From one timepoint, our JVM(In fact a Yarn NodeManager) start to report UnknownHostException; It is reported by JVM code
return InetAddress.getByName(host);
for the next more than 2 days, the exception always exists; During the time it is reporting this error, I do the following test:
- During the error happening, ping could succeed and get the IP address(Very weird);
- During the error, I write a simple test case to check the hostname resolve, it also could succeeded:
- After we restarted the JVM, error is gone;
This is the code I used for test:
public class Main {
public static void main(String[] args){
InetSocketAddress addr = NetUtils.createSocketAddr("host-name:8020");
System.out.println(addr.isUnresolved());
}
}
# NetUtils is a YARN class which simply call the InetAddress.getByName()

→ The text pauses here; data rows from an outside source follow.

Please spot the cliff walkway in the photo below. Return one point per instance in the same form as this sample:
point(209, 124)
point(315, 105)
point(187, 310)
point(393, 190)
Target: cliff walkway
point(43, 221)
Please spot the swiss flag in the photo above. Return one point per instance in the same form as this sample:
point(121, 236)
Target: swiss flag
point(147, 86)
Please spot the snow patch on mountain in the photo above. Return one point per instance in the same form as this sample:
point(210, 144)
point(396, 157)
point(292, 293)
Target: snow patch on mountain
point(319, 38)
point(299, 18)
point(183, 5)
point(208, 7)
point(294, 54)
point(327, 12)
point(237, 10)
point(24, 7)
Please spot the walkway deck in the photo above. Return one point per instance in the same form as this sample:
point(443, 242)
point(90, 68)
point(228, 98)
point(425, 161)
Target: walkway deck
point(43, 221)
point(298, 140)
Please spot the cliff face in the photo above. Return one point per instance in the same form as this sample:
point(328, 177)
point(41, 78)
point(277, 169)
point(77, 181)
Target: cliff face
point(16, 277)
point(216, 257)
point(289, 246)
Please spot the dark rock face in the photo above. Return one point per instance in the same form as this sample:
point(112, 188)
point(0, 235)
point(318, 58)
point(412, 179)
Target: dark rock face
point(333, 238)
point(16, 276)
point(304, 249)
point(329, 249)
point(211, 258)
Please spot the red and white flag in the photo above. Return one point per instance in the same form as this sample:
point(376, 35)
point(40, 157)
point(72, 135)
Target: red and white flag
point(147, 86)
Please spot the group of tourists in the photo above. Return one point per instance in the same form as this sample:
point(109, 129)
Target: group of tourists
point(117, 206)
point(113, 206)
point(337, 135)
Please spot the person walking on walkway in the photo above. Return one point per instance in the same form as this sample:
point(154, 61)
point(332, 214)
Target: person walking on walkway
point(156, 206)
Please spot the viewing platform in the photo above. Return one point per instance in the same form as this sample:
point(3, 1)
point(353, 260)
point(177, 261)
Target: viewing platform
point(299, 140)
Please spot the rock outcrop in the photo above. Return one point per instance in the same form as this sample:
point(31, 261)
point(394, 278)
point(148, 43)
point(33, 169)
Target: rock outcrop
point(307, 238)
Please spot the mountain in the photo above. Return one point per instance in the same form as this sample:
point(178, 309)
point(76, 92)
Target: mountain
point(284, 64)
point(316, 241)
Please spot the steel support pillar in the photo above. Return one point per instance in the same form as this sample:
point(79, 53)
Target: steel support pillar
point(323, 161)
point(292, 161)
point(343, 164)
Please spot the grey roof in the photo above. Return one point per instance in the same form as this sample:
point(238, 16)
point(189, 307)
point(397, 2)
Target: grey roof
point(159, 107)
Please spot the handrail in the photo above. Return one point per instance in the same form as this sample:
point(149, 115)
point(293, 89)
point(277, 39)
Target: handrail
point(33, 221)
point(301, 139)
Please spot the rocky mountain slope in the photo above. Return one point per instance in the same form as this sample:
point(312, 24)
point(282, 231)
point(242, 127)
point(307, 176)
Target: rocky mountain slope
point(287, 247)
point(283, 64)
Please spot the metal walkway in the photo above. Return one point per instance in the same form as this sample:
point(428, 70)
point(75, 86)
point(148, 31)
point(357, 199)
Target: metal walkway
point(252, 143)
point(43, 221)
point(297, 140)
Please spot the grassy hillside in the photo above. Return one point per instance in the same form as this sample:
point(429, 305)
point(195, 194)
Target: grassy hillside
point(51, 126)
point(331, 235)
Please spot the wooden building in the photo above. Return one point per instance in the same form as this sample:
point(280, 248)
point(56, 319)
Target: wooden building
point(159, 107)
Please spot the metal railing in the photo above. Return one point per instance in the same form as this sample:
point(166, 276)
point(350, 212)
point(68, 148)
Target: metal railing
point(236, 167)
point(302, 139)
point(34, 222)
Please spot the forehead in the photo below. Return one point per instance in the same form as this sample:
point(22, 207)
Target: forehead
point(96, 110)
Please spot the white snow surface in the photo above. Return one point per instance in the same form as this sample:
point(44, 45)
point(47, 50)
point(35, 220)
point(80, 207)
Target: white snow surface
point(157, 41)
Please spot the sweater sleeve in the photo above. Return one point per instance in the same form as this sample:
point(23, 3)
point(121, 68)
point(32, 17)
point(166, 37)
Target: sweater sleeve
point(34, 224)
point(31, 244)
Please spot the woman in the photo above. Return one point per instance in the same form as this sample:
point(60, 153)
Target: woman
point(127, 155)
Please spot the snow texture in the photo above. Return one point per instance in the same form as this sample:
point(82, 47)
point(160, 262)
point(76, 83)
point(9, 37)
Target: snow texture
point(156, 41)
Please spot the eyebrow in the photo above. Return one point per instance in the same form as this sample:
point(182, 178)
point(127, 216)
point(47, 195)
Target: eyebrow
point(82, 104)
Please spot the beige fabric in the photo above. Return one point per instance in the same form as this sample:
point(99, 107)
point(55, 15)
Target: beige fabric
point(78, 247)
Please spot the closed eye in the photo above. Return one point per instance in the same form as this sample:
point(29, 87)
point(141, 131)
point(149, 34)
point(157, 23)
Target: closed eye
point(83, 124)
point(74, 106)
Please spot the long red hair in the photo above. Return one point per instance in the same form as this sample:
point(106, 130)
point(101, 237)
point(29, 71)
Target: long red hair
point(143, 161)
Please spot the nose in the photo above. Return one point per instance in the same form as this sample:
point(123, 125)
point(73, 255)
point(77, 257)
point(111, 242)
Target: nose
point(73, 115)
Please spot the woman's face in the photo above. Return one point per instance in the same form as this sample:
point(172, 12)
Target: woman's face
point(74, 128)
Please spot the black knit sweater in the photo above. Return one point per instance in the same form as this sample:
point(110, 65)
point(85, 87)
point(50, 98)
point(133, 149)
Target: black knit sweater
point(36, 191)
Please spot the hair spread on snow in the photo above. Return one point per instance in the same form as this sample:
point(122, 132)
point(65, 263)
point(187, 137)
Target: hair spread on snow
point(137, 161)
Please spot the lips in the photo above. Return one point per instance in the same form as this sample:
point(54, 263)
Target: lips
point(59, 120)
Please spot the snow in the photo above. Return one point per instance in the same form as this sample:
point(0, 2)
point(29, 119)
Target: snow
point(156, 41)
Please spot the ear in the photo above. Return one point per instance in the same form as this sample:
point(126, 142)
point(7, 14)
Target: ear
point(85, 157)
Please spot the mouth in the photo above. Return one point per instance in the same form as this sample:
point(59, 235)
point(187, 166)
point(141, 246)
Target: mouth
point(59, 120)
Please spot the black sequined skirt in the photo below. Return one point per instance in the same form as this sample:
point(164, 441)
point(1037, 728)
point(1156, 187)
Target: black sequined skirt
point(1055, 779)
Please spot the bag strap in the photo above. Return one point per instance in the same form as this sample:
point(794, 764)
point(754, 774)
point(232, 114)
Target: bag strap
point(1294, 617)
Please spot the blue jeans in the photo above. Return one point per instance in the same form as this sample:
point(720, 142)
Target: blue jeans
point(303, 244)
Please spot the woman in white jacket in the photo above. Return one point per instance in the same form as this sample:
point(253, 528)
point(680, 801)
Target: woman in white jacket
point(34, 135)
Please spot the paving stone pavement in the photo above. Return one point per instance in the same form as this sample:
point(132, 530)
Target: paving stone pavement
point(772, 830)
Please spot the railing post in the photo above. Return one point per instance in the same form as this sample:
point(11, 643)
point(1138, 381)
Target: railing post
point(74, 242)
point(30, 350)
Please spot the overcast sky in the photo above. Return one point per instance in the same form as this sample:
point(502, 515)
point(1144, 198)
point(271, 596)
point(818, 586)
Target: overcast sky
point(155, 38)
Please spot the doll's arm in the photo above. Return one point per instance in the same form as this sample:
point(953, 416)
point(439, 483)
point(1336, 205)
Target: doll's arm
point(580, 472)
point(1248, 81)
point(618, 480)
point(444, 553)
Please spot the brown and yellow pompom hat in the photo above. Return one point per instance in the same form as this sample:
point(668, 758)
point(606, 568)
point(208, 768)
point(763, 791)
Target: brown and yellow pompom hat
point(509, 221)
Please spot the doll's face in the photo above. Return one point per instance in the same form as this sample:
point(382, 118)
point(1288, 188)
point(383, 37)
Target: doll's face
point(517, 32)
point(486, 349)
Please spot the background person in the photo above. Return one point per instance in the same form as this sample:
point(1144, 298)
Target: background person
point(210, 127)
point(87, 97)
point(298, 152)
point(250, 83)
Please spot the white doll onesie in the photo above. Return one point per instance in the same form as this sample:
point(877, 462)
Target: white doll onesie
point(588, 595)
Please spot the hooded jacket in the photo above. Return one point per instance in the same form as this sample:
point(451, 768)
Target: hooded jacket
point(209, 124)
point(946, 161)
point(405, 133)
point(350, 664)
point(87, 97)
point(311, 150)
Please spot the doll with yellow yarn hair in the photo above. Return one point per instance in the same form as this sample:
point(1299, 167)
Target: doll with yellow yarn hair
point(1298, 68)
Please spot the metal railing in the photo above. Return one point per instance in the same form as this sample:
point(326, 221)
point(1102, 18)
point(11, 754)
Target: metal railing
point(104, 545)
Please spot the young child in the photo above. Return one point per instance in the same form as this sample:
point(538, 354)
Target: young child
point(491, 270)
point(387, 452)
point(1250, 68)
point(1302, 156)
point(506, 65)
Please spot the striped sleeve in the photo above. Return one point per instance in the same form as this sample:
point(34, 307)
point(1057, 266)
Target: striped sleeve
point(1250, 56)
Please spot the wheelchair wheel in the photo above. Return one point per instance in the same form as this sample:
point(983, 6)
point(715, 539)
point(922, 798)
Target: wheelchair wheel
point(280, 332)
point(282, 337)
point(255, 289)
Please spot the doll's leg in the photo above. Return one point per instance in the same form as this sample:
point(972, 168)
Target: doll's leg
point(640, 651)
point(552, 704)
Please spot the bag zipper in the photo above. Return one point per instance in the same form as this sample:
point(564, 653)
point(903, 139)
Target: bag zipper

public static InetSocketAddress createSocketAddrForHost(String host, int port) {
String staticHost = getStaticResolution(host);
String resolveHost = (staticHost != null) ? staticHost : host;
InetSocketAddress addr;
try {
InetAddress iaddr = SecurityUtil.getByName(resolveHost);
// if there is a static entry for the host, make the returned
// address look like the original given host
if (staticHost != null) {
iaddr = InetAddress.getByAddress(host, iaddr.getAddress());
}
addr = new InetSocketAddress(iaddr, port);
} catch (UnknownHostException e) {
addr = InetSocketAddress.createUnresolved(host, port);
}
return addr;
}
We haven't change the /etc/hosts for a long time;
ENVs: JDK: java version "1.8.0_121" OS:
Distributor ID: Ubuntu
Description: Ubuntu 14.04.5 LTS
Release: 14.04
Codename: trusty
I believe that in the timepoint when the error start to occur, yes, the network has some problem. But what is weird is that:
- why it cannot recover after the network is back(For example, when I find this error and do some test and ping). In fact the network problem happened for only 30 minutes, but the JVM still report these error;
- why the problem is gone after I restart the JVM?
I checked the JVM configuration , the networkaddress.cache.ttl
and networkaddress.cache.negative.ttl
are all default value; So, when we find the unresolved hostname, I should retry and it should succeed after the network is back;